Um Batteriezellen – etwa für die Elektromobilität oder Elektrowerkzeuge –
künftig flexibler herstellen zu können, haben Forschende des Karlsruher
Instituts für Technologie (KIT) eine agile Batteriezellfertigung
aufgebaut. Auf Basis einer hochflexiblen roboterbasierten Automatisierung
haben sie einen Flexibilitätsgrad erreicht, der bisher nur in der
manuellen Zellfertigung realisierbar war. Dies ermöglicht es Unternehmen,
sich schneller an neue Technologien und volatile Märkte anzupassen und
kann die Wettbewerbsfähigkeit von Deutschland als Industriestandort
stärken. Bund und Land förderten den Aufbau mit insgesamt knapp 19
Millionen Euro.
Batteriezellen gewinnen laut Bundesministerium für Wirtschaft und
Klimaschutz als vielseitige und effiziente Energiespeicher zunehmend an
Bedeutung. So sind sie etwa die treibende Kraft hinter der
fortschreitenden Elektrifizierung der Mobilität. Für produzierende
Unternehmen ist diese Schlüsseltechnologie von hoher strategischer und
wirtschaftlicher Relevanz. Derzeit wird die Nachfrage vor allem durch
kostengetriebene Massenproduktion in Asien und Nordamerika gedeckt, was
auch Auswirkungen auf den Maschinen- und Anlagenbau hat. „Wir haben in
Deutschland nicht die Voraussetzungen, um in der rein kostengetriebenen
Massenfertigung von Zellen und dem dazugehörigen Maschinenbau
wettbewerbsfähig zu sein“, sagt Professor Jürgen Fleischer, Leiter des wbk
Institut für Produktionstechnik am KIT. „Die Eröffnung der weltweit ersten
agilen Batteriezellfertigung in der Karlsruher Forschungsfabrik zeigt, wie
wir uns mit einer hochflexiblen und ressourceneffizienten Produktion vom
Weltmarkt differenzieren und gezielt das margenstarke Premiumsegment und
Nischenmärkte adressieren können .“
Flexible und ressourceneffiziente Batteriezellfertigung
Für die Batteriezellfertigung entwickelten die Forschenden des KIT
gemeinsam mit der Firma Exyte spezielle Roboterzellen. „Diese stellen eine
Weltneuheit auf dem Gebiet dar. Sie dienen als lokale Trockenräume, auch
Microenvironments genannt, zum Schutz der feuchtigkeitsempfindlichen
Batteriematerialien“, so Fleischer. Im Vergleich zu konventionellen
Trockenräumen sei das zu entfeuchtende Raumvolumen deutlich kleiner. Daher
biete diese Technologie ein besonders hohes Energieeinsparpotenzial. Vier
solcher Microenvironments stellen mit ihren zugehörigen Prozessmodulen den
physischen Aufbau der agilen Batteriezellfertigung in der Karlsruher
Forschungsfabrik des wbk dar.
Darüber hinaus bauten die Projektbeteiligten einen „digitalen Zwilling“,
also ein virtuelles Abbild des Produktionssystems, auf. So können die
Wissenschaftlerinnen und Wissenschaftler softwarebasiert Skaleneffekte
durch die Vervielfachung einzelner Microenvironments untersuchen und
produktionstechnische Größen wie etwa die optimale Losgröße ermitteln.

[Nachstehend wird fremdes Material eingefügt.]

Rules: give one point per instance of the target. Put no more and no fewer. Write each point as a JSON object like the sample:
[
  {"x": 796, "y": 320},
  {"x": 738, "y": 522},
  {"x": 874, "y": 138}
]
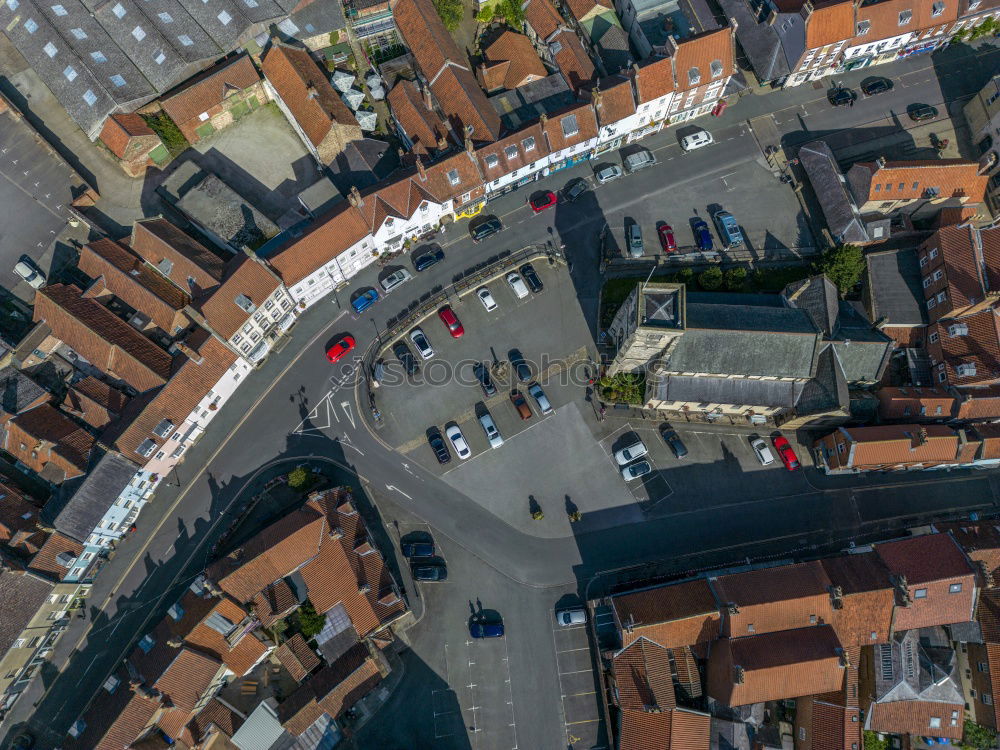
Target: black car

Diese Simulation lässt sich auch für die Produktionsplanung der agilen
Batteriezellfertigung nutzen. Die reale Anlage ist an eine Datenbank
angebunden, um zukünftig alle Prozesse KI-basiert anpassen und verbessern
zu können.
Enge Kooperation zwischen Wissenschaft und Industrie
Die Batteriezellfertigung haben die Wissenschaftlerinnen und
Wissenschaftler im Forschungsprojekt AgiloBat zusammen mit mittelständisch
geprägten Maschinen- und Anlagenbauern entwickelt. Diese sollen so in die
Lage versetzt werden, gemeinsam eine wettbewerbsfähige Anlagentechnik
entlang der gesamten Prozesskette anbieten zu können. Das vom KIT
eingebrachte Prozesswissen für eine flexiblere und modularere
Anlagentechnik ermöglicht es den beteiligten Unternehmen zudem künftig
nachhaltig Batteriezellen variantenflexibel, ressourceneffizient und
automatisiert zu fertigen sowie neue Materialsysteme durch industrienahe
Fertigung mit kleinen Materialmengen zu erproben. Die entwickelte
Infrastruktur ergänzt die seit 2011 am KIT aufgebaute
Forschungsinfrastruktur im Bereich der Batteriezellfertigung.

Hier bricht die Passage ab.